Вернувшись в офис, я свалила все свои бумаги в нижний ящик стола и разложила папки попросторнее. Все компьютерные распечатки были похожи одна на другую: дата заключения сделки, пункт отправки зерна, назначение, название судна, объем контракта, вес груза, тип груза, цена за бушель, дата доставки. Итак, передо мной лежали сведения о судовых перевозках зерна, принадлежащего компании «Юдора Грэйн», за трехмесячный период. Это были не юридические документы, а справочный материал по осуществленным сделкам. Каждая из распечаток имела заголовок: «Форма подтверждения контракта».
Я уныло почесала в затылке, но все же приступила к чтению. Иной раз в одной распечатке значился не один корабль, а два, три или четыре. Например, я прочла, что некий груз должен был попасть из Тандер-Бея в порт Святой Екатерины пятнадцатого июня на судне компании «ПКГ», но контракт был отменен, заключен новый, с компанией «ПЗ», тот; в свою очередь, тоже был отменен, и в конце концов груз был доставлен к месту назначения какой-то третьей компанией. Надо было захватить с собой список пароходств Великих озер. Я нахмурилась. «ПЗ» — это, очевидно, «Полярная звезда», компания Бледсоу. Что такое «ПКГ»? Очевидно, «Пароходная компания Грэфалка». Остальные аббревиатуры мне ничего не говорили. Без гида тут было не разобраться.
Я открыла ежедневник Бум-Бума и стала разыскивать даты за июнь, июль и август, которые он почему-то подчеркнул. Выделенных дня было три. Им соответствовало четырнадцать перевозок. Определить это было нетрудно, но, как выяснилось, на каждый конкретный день приходилось по несколько контрактов. Я пересчитала — не четырнадцать контрактов, а тридцать два. При этом двадцать один — с расторжением и перезаключением. В результате восемь контрактов достались «ПКГ». Из остальных одиннадцати контрактов пять тоже были заключены с компанией Грэфалка. Что это означало? Лишь то, что «Юдора Грэйн» предпочитает иметь дело с Грэфалком. Но ведь он сказал мне, что у него самое большое пароходство. Чему же тут удивляться? В семи случаях «Полярная звезда» лишилась контрактов, которые достались «ПКГ», но в августе Бледсоу все-таки заключил с «Юдорой Грэйн» две сделки. Еще я выяснила, что расценки в августе были ниже, чем в июне. На этом, должно быть, Бледсоу и сыграл.
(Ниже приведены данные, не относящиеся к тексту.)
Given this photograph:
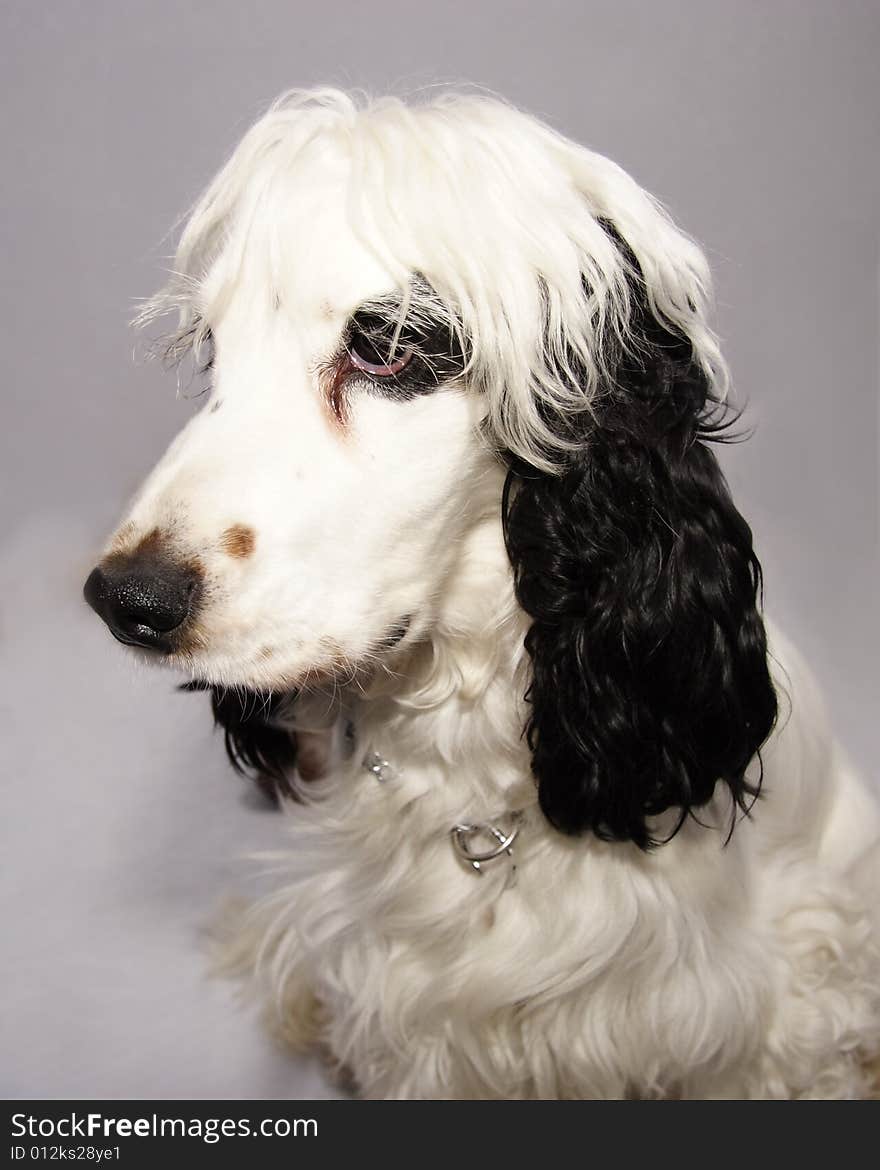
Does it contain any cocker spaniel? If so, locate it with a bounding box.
[84,88,880,1099]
Я посмотрела на часы. Скоро три. Если я собираюсь на панихиду по Келвину, пора двигать домой — нужно переодеться. Папки я отнесла на пятый этаж, где находится канцелярская контора по обслуживанию таких одиночек, как я. Попросила сделать ксерокопии и разложить их по порядку. Приемщица жизнерадостно улыбнулась, но зато из соседней комнаты, где находился копировальный аппарат, раздался жалобный вздох.
Я заехала домой и быстро переоделась в синий костюм, в котором ходила на похороны Бум-Бума. В южную часть Чикаго я добралась быстро и уже в половине пятого входила в ритуальный зал. Это было мрачное кирпичное здание на углу Семьдесят пятой улицы и Дэмен. Перед ритуальным залом зеленела крошечная лужайка с аккуратно подстриженной травкой. Рядом — автостоянка, густо заставленная машинами. Я кое-как втиснула свой «линкс» и вошла в зал. На панихиде я была единственной белой.
Тело Келвина лежало в открытом гробу, обложенном искусственными лилиями и обставленном свечами. Я подошла поближе. Убитый охранник был одет в свой выходной костюм. Лицо такое же невозмутимое, как во время нашей последней встречи.
Я произнесла слова соболезнования членам семьи. Миссис Келвин держалась с большим достоинством. Она была одета в черное шерстяное платье, рядом стояли дети. Я пожала руку самой миссис Келвин, потом женщине моего возраста в черном костюме и жемчугах, а также двум молодым людям.
— Спасибо, что пришли, мисс Варшавски, — звучным голосом произнесла вдова. — Это мои дети, а вон там мои внуки.
Она назвала всех по имени, и я еще раз сказала, что очень сожалею о случившемся.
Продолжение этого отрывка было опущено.